By Richard Braddell
MELBOURNE - The change of name to Axa Australia and the replacement next year of its chief executive by an appointee out of London has been viewed by some Australian media as symbolic of the rout of the old guard by National Mutual's 51 per cent French parent.
But not everyone agrees. Axa's move to exert control over its Australasian offshoot was inevitable and signals that the company is at last getting its ducks in a row after a period of drift, personnel at one of Axa Australia's leading rivals say.
And the rout label is also strongly rejected by Axa Australia's outgoing chief executive, Tony Killen, who says that while it is colourful, it does little to accurately reflect what is happening at the renamed National Mutual.
While it is undeniable that tensions between the French parent and National Mutual's previous chief, Geoff Tomlinson, led to his departure, Mr Killen, who is in his 36th year with the group, hardly looks under pressure to go.
Indeed, he says his decision to quit is in keeping with his goal to retire by age 55, the age he will reach in May next year.
And while his successor, Les Owen, comes from another part of the Axa empire, Sun Life in London, Mr Killen says Mr Owen's appointment was determined in Australia by Axa Australia's parent company National Mutual Holdings, whose board is dominated by Australian citizens.
Mr Killen views the business he controls as one that is still very much Australian centred, although one which has the support and resources of a global group.

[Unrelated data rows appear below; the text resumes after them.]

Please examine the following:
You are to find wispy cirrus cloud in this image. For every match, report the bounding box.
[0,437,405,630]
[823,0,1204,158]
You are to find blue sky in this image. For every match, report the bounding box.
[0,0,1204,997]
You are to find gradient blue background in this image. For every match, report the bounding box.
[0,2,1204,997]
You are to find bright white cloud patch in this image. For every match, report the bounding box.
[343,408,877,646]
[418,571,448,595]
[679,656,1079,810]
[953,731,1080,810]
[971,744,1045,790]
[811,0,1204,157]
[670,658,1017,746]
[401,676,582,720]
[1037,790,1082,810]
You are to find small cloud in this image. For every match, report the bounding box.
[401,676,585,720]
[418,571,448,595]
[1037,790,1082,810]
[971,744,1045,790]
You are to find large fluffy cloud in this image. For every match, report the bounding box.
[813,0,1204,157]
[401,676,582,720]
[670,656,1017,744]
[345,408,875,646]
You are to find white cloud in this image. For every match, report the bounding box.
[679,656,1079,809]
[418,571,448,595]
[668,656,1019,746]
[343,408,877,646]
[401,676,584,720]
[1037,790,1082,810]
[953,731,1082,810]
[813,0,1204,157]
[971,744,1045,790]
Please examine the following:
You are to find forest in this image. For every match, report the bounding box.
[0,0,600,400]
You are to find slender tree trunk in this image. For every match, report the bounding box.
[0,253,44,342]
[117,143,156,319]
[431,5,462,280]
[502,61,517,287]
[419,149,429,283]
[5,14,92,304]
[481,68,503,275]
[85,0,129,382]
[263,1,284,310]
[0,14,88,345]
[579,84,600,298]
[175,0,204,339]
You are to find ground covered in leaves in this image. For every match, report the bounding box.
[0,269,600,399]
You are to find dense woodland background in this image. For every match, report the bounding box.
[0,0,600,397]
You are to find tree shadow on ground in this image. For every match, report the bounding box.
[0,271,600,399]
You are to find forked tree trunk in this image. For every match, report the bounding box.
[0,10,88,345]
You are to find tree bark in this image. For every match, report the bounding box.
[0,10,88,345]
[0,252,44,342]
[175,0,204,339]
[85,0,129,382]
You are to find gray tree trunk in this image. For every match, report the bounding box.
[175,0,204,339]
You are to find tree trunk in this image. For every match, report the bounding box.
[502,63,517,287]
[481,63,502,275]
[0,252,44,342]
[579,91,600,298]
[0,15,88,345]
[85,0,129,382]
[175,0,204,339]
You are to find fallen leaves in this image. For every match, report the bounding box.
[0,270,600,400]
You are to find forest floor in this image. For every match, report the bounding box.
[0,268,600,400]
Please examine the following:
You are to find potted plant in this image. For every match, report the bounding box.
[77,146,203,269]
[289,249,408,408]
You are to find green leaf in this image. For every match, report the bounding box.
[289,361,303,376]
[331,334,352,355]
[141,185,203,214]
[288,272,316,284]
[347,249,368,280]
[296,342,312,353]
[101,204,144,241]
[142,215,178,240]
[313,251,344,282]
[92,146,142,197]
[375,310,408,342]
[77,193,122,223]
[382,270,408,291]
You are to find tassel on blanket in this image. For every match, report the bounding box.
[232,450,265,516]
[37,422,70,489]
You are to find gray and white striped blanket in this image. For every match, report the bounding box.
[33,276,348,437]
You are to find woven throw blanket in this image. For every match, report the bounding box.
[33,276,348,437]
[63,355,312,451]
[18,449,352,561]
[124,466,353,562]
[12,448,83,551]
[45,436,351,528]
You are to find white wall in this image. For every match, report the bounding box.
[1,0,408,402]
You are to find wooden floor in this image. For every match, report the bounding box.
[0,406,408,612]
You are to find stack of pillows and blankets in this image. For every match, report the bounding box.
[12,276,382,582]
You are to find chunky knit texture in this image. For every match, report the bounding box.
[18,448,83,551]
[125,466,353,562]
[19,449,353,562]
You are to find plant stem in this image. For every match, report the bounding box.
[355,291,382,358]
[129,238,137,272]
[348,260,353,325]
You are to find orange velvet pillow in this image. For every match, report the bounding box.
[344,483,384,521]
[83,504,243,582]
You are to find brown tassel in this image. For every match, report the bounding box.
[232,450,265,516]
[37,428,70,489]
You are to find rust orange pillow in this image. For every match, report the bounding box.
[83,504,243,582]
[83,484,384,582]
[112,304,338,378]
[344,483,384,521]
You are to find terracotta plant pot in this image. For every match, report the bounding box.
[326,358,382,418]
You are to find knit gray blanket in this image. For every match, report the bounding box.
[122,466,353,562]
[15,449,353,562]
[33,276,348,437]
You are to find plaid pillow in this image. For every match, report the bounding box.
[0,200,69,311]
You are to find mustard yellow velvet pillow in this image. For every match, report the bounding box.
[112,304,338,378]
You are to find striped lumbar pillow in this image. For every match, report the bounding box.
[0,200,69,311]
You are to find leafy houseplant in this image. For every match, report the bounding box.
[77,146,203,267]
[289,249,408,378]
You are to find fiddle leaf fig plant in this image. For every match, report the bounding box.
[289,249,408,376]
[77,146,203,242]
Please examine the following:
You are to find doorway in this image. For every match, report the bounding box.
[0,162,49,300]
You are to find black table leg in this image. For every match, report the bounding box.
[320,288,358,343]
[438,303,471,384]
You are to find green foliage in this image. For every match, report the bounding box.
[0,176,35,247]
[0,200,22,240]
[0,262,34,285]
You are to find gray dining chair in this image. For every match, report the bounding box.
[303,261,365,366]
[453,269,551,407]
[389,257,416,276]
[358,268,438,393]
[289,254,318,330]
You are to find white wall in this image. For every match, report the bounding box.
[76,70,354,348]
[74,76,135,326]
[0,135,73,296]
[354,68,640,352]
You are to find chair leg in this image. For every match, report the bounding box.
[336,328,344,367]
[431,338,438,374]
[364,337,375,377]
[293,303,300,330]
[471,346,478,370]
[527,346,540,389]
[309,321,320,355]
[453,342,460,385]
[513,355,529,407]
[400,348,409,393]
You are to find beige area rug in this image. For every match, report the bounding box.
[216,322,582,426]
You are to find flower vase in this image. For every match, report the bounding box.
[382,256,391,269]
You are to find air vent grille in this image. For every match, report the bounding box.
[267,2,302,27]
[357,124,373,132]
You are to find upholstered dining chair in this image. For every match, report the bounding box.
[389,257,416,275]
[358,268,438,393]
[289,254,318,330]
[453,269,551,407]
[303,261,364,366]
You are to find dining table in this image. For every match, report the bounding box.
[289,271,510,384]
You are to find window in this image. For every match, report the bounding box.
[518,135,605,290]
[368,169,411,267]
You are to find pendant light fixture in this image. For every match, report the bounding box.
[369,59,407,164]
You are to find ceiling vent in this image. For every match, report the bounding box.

He regards that as important in helping to end a period of drift in which the company has lost market, as evidenced by its eclipse by the aggressively expansionist Colonial.
Mr Killen outlines two grand themes for Axa Australia. The first is cost-cutting, with a $A150 million-a-year reduction well on its way to being achieved over a four-year target with costs down $A43 million in the 1998 year.
But Mr Killen also sees the Axa rebranding as a chance to relaunch and reinvigorate the company.
While staff have rallied to the call, so has the parent Axa, which is chipping in the extra cost of doubling of the sales and marketing budget to $A20 million for the next three years.
The result is that Axa Australia's new image will come at no cost to the minority shareholders, who control 49 per cent of the company.